To not write to memory regions not contained in the identity mapping, we further added constraints to all riscv64 general purpose registers.
This can be done by changing line 19 of instr_reverser/backend/riscv64.py from:
instr_rev.Register(REG_NAMES[i], 64, [], [(5, i)], encoding_group="gpr") for i in range(32) # general purpose registers
to
instr_rev.Register(REG_NAMES[i], 64, [solver.create_less_constraint(REG_NAMES[i], 64, MAPPING_END - 0x4000), solver.create_greatereq_constraint(REG_NAMES[i], 64, MAPPING_START + 0x4000)], [(5, i)], encoding_group="gpr") for i in range(32) # general purpose registers
Where MAPPING_START and MAPPING_END should be replaced by start and end addresses of the physical memory mapping.
(See runner_socket.c after patching. You may need to adjust those ranges depending on your hardware)
With these patches, you can start the reverser using the remote runner (riscv64-socket-remote):
docker run --rm -it -p 13372:13372 -v ./instr_reverser:/instr_reverser artifact_instrsem python3 main.py riscv64-socket-remote 0b00010000000000001000000100100111 13372 32 2 300
(Encoding for GhostWrite: 0b00010000000000001000000100100111)
This will listen on port 13372 for a runner to connect.
Then, you start the instr_reverser/backend/runner_socket_riscv64 on the affected riscv machine by supplying the ip and port of the remote runner as integers (i.e., 192.168.178.2 should be supplied as 0xc0a8b202).
This should connect the runner to the reverser and the reverser should start working.
In some cases, the runner might crash.
Thus, it can be helpful to start the runner in an infinite loop on the affected device.
If you also want InstrSem to output the set of bits that can be changed without modifying the instruction semantics, you have to uncomment line 616 in instr_reverser/clusterer.py:
flippy_bits = self._cluster_alias(instruction, semantics, initial_state)
Note that, depending on the kernel version, the signal handling structs might differ.
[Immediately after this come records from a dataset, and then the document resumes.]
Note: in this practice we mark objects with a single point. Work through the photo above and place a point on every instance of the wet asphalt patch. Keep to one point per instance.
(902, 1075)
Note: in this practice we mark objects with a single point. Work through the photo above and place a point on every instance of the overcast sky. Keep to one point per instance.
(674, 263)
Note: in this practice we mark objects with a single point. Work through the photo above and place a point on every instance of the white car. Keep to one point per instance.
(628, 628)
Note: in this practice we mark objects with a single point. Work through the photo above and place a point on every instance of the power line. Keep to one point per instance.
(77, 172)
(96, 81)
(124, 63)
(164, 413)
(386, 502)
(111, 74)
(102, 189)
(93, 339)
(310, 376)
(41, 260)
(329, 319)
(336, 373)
If this is the case, deeper modifications to the runner code are required.
The Apple M1 and M2 CPUs contain an undocumented extension for 53-bit simd multiplication.
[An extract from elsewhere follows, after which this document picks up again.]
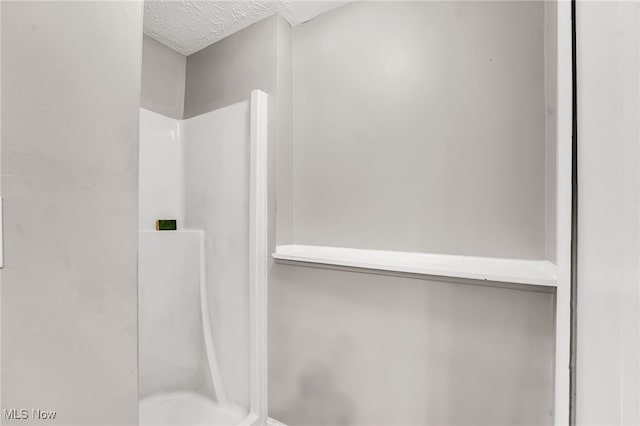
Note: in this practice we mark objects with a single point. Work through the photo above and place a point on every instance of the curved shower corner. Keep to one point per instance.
(202, 287)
This can be reversed if a Apple M1 device running Asahi Linux is available.
For this, no patches to the runner are necessary.
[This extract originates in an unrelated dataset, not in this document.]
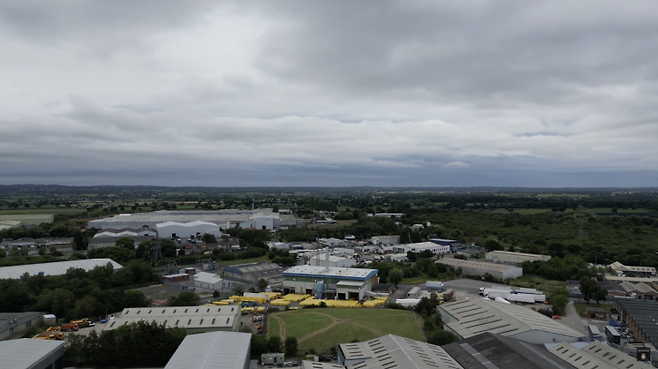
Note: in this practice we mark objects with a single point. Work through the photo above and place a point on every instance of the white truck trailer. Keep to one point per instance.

You can use a similar remote runner setup as for GhostWrite.
Instead of riscv64-socket-remote, aarch64-vector-socket-remote should be used:
docker run --rm -it -p 13372:13372 -v ./instr_reverser:/instr_reverser artifact_instrsem python3 main.py aarch64-vector-socket-remote 0b00000000001000000000010000100010 13372 32 3 300
(Encoding for mul53hi.2d: 0b00000000001000000000010000100010, encoding for mul53lo.2d: 0b00000000001000000000000000100010)
The instr_reverser/backend/runner_socket_aarch64-vector binary should be executed on the affected machine the same as instr_reverser/backend/runner_socket_riscv64 for reversing GhostWrite.
For mul53hi.2d we limit the vector registers to 53 bits.
This can be done by modifying line 21 of instr_reverser/backend/aarch64.py from:
instr_rev.Register(f"v{i}", 16*8, [], [(5, i)], encoding_group="vec") for i in range(32)
to:
instr_rev.Register(f"v{i}", 16*8, [solver.create_less_constraint(f"v{i}", 16*8, 1 << 53)], [(5, i)], encoding_group="vec") for i in range(32)
Note that, depending on the kernel version, the signal handling structs might differ. If this is the case, deeper modifications to the runner code are required.
The SiFive P550 CPU contains undocumented instructions including minimum or maximum instructions. These can be reverse-engineered using InstrSem with the default riscv64 runner.
For this, the remote setup has to be used. The reverser is executed using the following command:
docker run --rm -it -p 13372:13372 -v ./instr_reverser:/instr_reverser artifact_instrsem python3 main.py riscv64-socket-remote 0b01011100000100010001000110001011 13372 32 2 300
(encoding for signed maximum: 0b01011100000100010001000110001011)
It will then listen on port 13372 for the runner which has to be started on the affected device and passed the ip and port of the reverser as integers (see Reversing GhostWrite for more information).
Note that, depending on the kernel version, the signal handling structs might differ. If this is the case, deeper modifications to the runner code are required.